Se me persuado de que esta vida não tem outra face que não seja a do absurdo, se sinto que todo o seu equilíbrio depende dessa perpétua oposição entre a minha revolta consciente e a obscuridade onde ela se debate, se admito que a minha liberdade não tem sentido a não ser em relação ao seu destino limitado, então devo dizer que o que conta não é viver melhor mas viver mais.

 

O Homem Absurdo

 

O que é, com efeito, o homem absurdo? Aquele que, sem o negar, nada faz pelo eterno. Não que a nostalgia lhe seja estranha. Mar prefere-lhe a sua coragem e o seu raciocínio. A primeira ensina-o a viver sem apelo e a bastar-se com aquilo que tem, o segundo instrui-o acerca dos seus limites.

 

Não se trata aqui de dissertar sobre a moral. Já vi muitas pessoas agirem mal com muita moral e todos os dias constato que a honestidade não precisa de regras.

 

«Tudo é permitido», exclama Ivan Karamazov.

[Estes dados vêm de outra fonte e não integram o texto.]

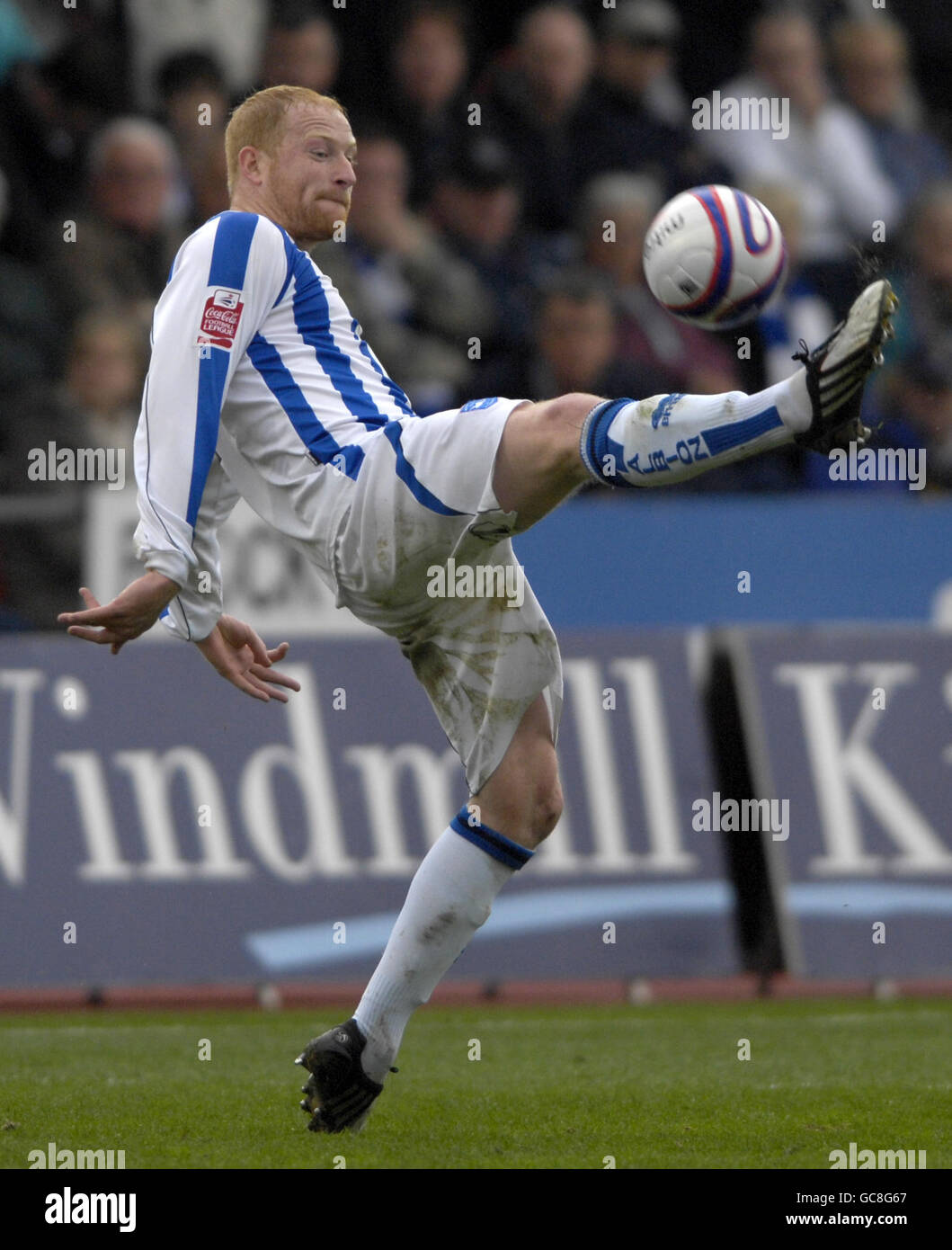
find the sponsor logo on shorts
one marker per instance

A certeza de um Deus que daria o seu sentido à vida ultrapassa muito em atractivos o poder impune de fazer o mal. A escolha não seria difícil. Mas não há escolha e começa então a amargura. O absurdo não liberta, amarra. Não autoriza todos os actos. Esse «tudo é permitido» não significa que coisa alguma seja proibida. O absurdo dá somente a sua equivalência às consequências desses actos.

 

Um espírito penetrado de absurdo julga tão-só que essas consequências devem ser consideradas com serenidade.

 

O único pensamento que não é enganador é, portanto, um pensamento estéril. No mundo absurdo, o valor de uma noção ou de uma vida mede-se pela sua infecundidade.

 

O Donjuanismo

 

Quanto mais amamos mais o absurdo se consolida.

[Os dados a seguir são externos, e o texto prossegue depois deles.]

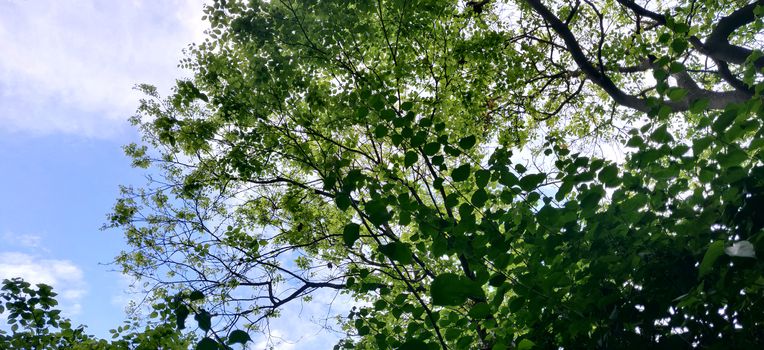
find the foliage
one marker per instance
(36, 324)
(380, 148)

Porque seria necessário amar raramente para amar muito?

(…) os tristes têm duas razões para o ser: ignoram ou esperam. Don Juan sabe e não espera.

E é bem isso o génio: a inteligência conhece as suas fronteiras.

 

Esta vida satisfá-lo, nada é pior do que perdê-la. Esse louco é um grande sábio. Mas os homens que vivem de esperança dão-se mal neste universo onde a bondade cede o lugar à generosidade, a ternura ao silêncio viril, a convulsão à coragem solitária. E todos dizem: «Era um fraco, um idealista ou um santo».

 

Ele é um sedutor vulgar. Com uma pequena diferença, a de ser consciente. Por isso é que ele é absurdo.

 

Mas do amor só conheço essa miniatura de desejo, de ternura e de inteligência que se liga a determinado ser.

 

A comédia

 

«O espectáculo, diz Hamlet, eis a armadilha onde apanharei a consciência do rei» (…) É preciso agarrá-la em pleno voo, nesse momento inapreciável em que ela lança um olhar fugitivo sobre si própria.

 

A eternidade não é um jogo. Um espírito suficientemente insensato para lhe preferir uma comédia, perdeu a salvação. Entre «em toda a parte» e «sempre», não há compromisso. Daí que esse mester tão depreciado possa dar lugar a um conflito espiritual desmedido. «O que importa, diz Nietzsche, não é a vida eterna, é a eterna vivacidade».

 

Digo-vo-lo, amanhã sereis mobilizados. Isso é uma libertação, tanto para vós como para mim. O indivíduo não pode nada e, no entanto, pode tudo. Nessa maravilhosa disponibilidade compreende-se por que razão eu o exalto e o esmago ao mesmo tempo. É o mundo que o tritura e sou eu que o liberto. Forneço-lhe todos os seus direitos.

 

Sim, o homem é o seu próprio fim. E é o seu único fim. Se quiser alguma coisa, tem de ser nesta vida.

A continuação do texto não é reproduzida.